Daß diese Freude so aussehen, explodieren, alle Gebäude und Treppen in ihrer Umgebung, den Himmel über ihnen, Trottoir und Straßen verwandeln und umformen könnte und sie vor Schönheit brausen lassen sollte – nein, das hatte sie nicht erwartet. Es kommt ganz überraschend, verwirrt sie und macht sie nicht wenig verlegen. Aber mißzuverstehen ist es nicht.

„Was macht ihr hier?“ ruft Sheila. „Wir machen Sight-Seeing“, ruft Inger zurück. Und das ist ja auch keine Lüge. Sie macht das wunderbarste Sight-Seeing ihres Lebens. Sie fügt hinzu: „Wir wollen uns Edinburgh Castle ansehen.“ Dann gehen sie vorbei. Sie gehen weiter bis zur Ecke. Aber als ihr klar wird, daß Sheila sie in der nächsten Sekunde nicht mehr sehen kann, dreht sie sich um, sie muß sich einfach umdrehen, um sie noch einmal zu sehen, und um zu sehen, ob Sheila ihr nachblickt, und das macht Sheila – sie schaut ihnen nach, und als sie sieht, daß Inger das sieht, hebt sie den Arm, einen nackten, sonnenverbrannten Arm, und winkt, und wieder bringt sie Schönheit über den ganzen Stadtteil.
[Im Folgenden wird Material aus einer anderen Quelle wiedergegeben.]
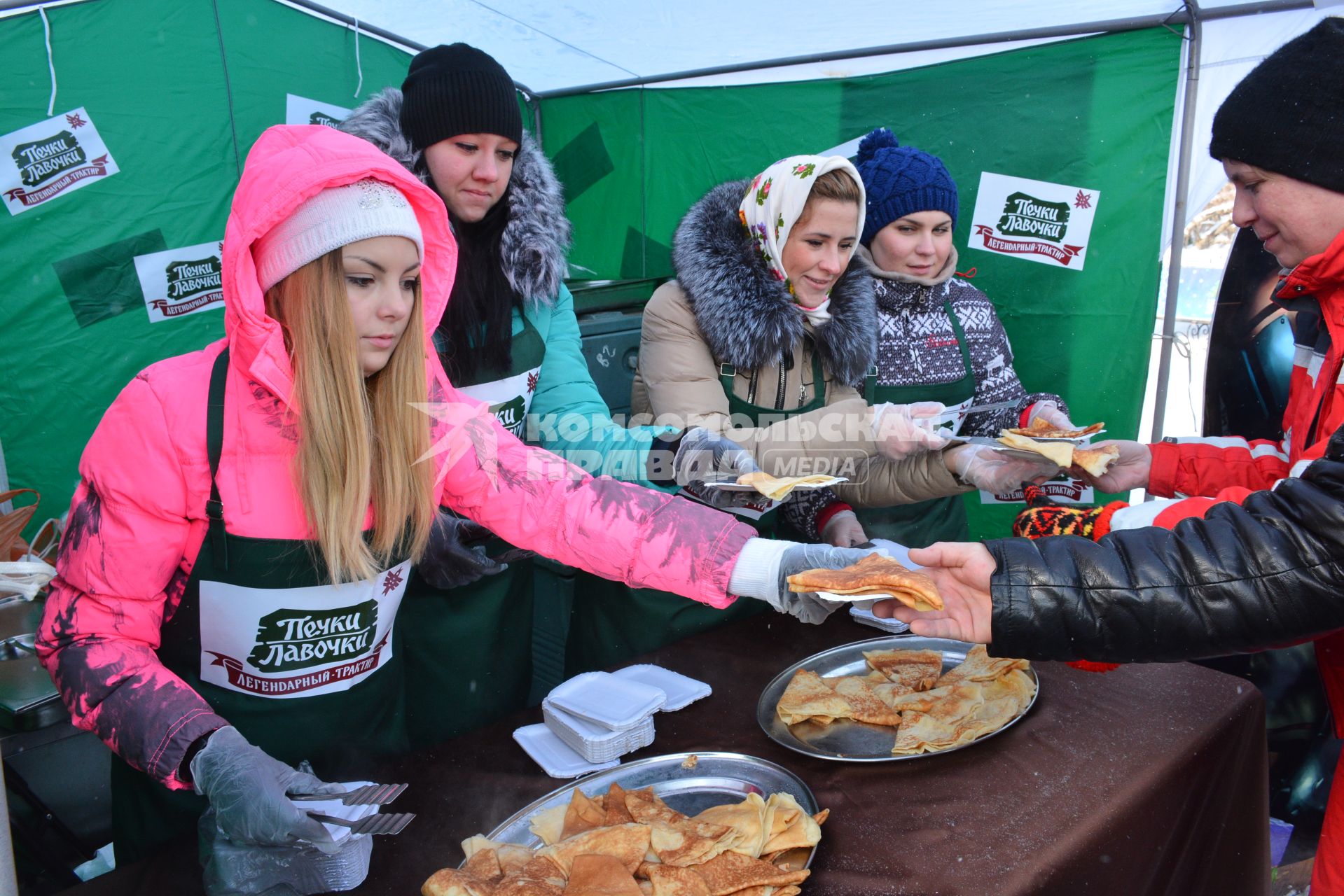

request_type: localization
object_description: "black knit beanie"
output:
[1208,18,1344,193]
[402,43,522,149]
Es ist vorbei. Ich habe sie gesehen. Und jetzt sehe ich sie nicht mehr. Eine seltsame Wehmut, fast wie Übelkeit, überkommt sie. So kurz!
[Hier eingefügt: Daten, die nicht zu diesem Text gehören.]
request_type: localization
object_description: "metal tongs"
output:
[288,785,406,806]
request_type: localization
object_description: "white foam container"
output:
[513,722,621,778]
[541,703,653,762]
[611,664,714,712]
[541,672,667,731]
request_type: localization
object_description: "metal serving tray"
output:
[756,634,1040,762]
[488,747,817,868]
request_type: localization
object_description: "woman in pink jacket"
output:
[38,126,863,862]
Ein furchtbarer Schwindel überkommt sie, als sie die Ecke hinter sich gebracht haben. Es ist ein ganz unbekanntes Gefühl. Und die Sonne, die jetzt noch heißer ist als vorhin, verstärkt das Gefühl, daß alles, was sie um sich sieht, nicht wirklich ist, weil es so entsetzlich klar ist. Die Beine können sie fast nicht durch diese ganze Klarheit tragen.
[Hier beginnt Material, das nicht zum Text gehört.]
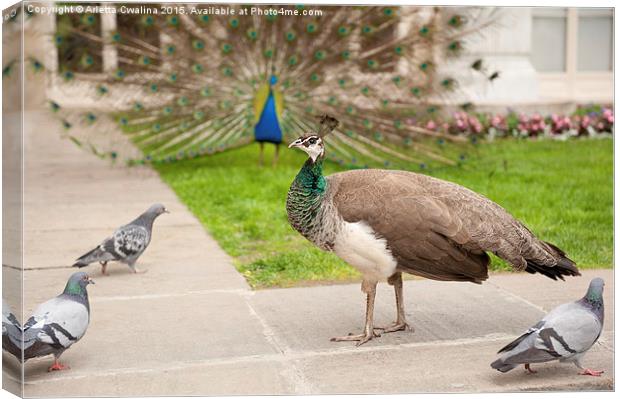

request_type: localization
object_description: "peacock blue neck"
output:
[286,158,327,241]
Sie kann nichts sagen. Sie reden sonst immer sehr lebhaft. Vor Chambers Street hatten sie ununterbrochen geredet. Und jetzt – ist sie stumm. Sie schämt sich. Sie hat das entsetzliche Gefühl, Ella betrogen zu haben, sie in die Irre, hinters Licht, auf Abwege geführt zu haben, auf perverse und widernatürliche Umwege. Und Ella war ganz ahnungslos mitgegangen.

Verstehst du das, Ella? Weißt du, was geschieht? Dieses Licht und dieser Schwindel, die in allem liegen, spürst du sie nicht auch? Kennst du ihre Ursache? Furcht packt Inger. Ella kann es sehen, kann alles durchschauen! Und gegen jedes Naturgesetz tragen ihre Beine sie weiter, The Royal Mile hinauf.

Hier ist schon Maria Stuart gegangen. Hier sieht Inger all die alten Häuser mit ihren seltsamen Läden, Pfandleiher im Souterrain, lebhafter Verkehr, Schotten in karierten Röcken auf der Esplanade, das alles ist plötzlich schöner, klarer, stärker als jedes Bild oder jeder Roman, den sie gelesen hat, obwohl nichts so schön war wie das, aber nicht einmal der schönste Traum von Schlössern und Türmen aus der Märchenwelt kann sich mit den wirklichen Türmen und Schlössern messen, den echten alten Steinen, hier ist St. Margaret’s Chapel, das älteste Gebäude der Stadt, ziemlich klein, hier ist The Banqueting Hall mit ihrem blanken Boden und dem Brausen vergangener Bälle, hier sind Kronjuwelen und Kanonen, hier liegt die Burg, hier erhebt sie sich über Princes Street Gardens, die da mit ihrer Flower Clock mit – wie es heißt – nicht weniger als elftausend kleinen Blumen, die Ziffernblatt, Ziffern und Zeiger bilden, in der Tiefe liegen, als sei hier die ganze Vergangenheit, Gegenwart und Zukunft zusammengefaßt in einer blühenden Zeitangabe. Und hier steht eine Norwegerin, die gerade die Liebe entdeckt hat.